We talked about south Korea and the subjects that each of us was studying (or pursuing to study at a university). All three girls (Beyzanur, Nazlican and Sinem) wanted to be doctors. Upon enquiry, I was told that the reasons for this choice included the prospect of a good, wealthy life, influence of TV show 'Doctors'(Turkish version of Grey's anatomy) and choice made by parents. Later on, I found many girls who wanted to become psychologists. They gave the reason that it involved less work than becoming a doctor and the profession was quite popular. 

While we were sitting outside the mosque, it started raining heavily. Before that, we were surprised to hear the imam conclude his Juma sermon in English!! I was sitting there waiting for a friend of mine who was supposed to visit me. I met a British-Pakistani there who was visiting Turkey to obtain a hair transplant. He regaled me with his life-story, how he used to run a business in Leeds and lost his savings in the stock market crash, his move to Hull and the hooliganism he faced at his takeaway place initially. Meanwhile, we spotted two Pakistani families coming out of the mosque after Juma Prayers, recognizable due to Shalwar Kamiz, the traditional dress in Pakistan. One of the families had immigrated from my hometown to Denmark and the other family was based in London. 
The rain got so ferocious that we had to move inside the mosque. It was full of other tourists who had sought shelter in the covered area of the mosque. I met Kaan under these circumstances. He works as freelance photojournalist and we discussed political situation in Turkey, socialism and anarchism (inside the courtyard of Blue Mosque :P).

I caught up with my friend whom I had met the last time I was in Turkey. He hails from Iran but has spent the last five years in Istanbul, getting two masters degrees in International Relations. We sat at a café near the Hippodrome and discussed about the time we had last year and the intervening period since then. We had Turkish tea/kehva while he informed me that he worked part-time as a tour guide to support his stay in the city. He promised to get me booked in a cheaper hotel with similar amenities as soon as I vacated my previous one. We discussed Iran-US relations, situation in Gaza and American Universities. He was kind enough to escort me to the nearest Koska shop, from where I could get the best Baklava in town.

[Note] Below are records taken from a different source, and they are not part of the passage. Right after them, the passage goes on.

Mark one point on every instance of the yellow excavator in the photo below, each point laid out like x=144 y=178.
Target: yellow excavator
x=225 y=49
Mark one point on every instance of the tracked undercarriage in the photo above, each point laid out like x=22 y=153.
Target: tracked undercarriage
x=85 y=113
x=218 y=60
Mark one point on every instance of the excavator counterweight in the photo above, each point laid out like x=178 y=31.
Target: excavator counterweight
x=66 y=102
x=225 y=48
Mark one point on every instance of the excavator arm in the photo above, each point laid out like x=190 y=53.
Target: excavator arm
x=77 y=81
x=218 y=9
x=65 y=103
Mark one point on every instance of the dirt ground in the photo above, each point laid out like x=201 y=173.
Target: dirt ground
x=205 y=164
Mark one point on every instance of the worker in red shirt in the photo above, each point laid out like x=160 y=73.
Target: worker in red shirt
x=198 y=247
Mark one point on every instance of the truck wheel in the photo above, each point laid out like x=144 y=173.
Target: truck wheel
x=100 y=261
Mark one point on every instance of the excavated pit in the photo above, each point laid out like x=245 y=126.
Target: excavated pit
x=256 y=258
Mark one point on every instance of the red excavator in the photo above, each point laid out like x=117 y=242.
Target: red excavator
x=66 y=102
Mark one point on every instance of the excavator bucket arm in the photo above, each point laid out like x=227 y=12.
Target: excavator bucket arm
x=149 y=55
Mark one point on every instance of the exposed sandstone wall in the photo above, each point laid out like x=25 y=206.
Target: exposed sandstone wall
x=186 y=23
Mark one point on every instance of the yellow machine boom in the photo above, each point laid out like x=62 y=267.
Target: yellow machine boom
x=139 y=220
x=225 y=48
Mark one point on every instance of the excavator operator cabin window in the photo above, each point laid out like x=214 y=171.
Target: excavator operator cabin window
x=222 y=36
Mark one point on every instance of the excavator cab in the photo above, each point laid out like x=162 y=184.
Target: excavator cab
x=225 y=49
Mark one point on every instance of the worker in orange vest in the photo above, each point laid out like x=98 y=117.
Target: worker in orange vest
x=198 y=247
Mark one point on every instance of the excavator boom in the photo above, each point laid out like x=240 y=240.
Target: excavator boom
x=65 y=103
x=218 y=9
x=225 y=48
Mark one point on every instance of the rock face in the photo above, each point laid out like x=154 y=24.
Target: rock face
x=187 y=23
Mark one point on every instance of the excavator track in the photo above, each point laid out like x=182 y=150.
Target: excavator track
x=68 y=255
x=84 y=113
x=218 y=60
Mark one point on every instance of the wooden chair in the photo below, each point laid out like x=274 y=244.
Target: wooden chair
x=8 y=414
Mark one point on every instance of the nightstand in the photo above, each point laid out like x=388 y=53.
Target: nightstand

It was raining and we didn’t have an umbrella, so he departed afterwards and I walked back towards my hotel.

After taking some rest, I grabbed coffee and macaroons from the nearby McCafe and walked to my favorite place near the seaside. There were balloons, rainbow, slight drizzle and an absolutely beautiful view of the city from afar. I tried to let the feeling sink in for a while and then took a walk towards Galata Bridge. I had previously visited the Galata area but had not visited the top of Galata Tower, I decided to reach the place and take a look at the city during the wonderful dusk shades. I was not fortunate enough and reached there an hour too late. The tower was closed for visitors after 8 p.m., a fact that I was previously unaware of. I roamed around Isteklal street and visited Carl Junior’s near Taksim square. It was almost empty except for me and an Arab woman with her young daughter. Brazil was playing Colombia that night in Quarterfinals and I kept checking the scores on my mobile. Everyone was glued to the TVs in cafés and restaurants across the neighborhood. I was supporting the underdogs(Colombia) but they lost the match eventually. It was another fun-filled day spent in a city that I began to love even more.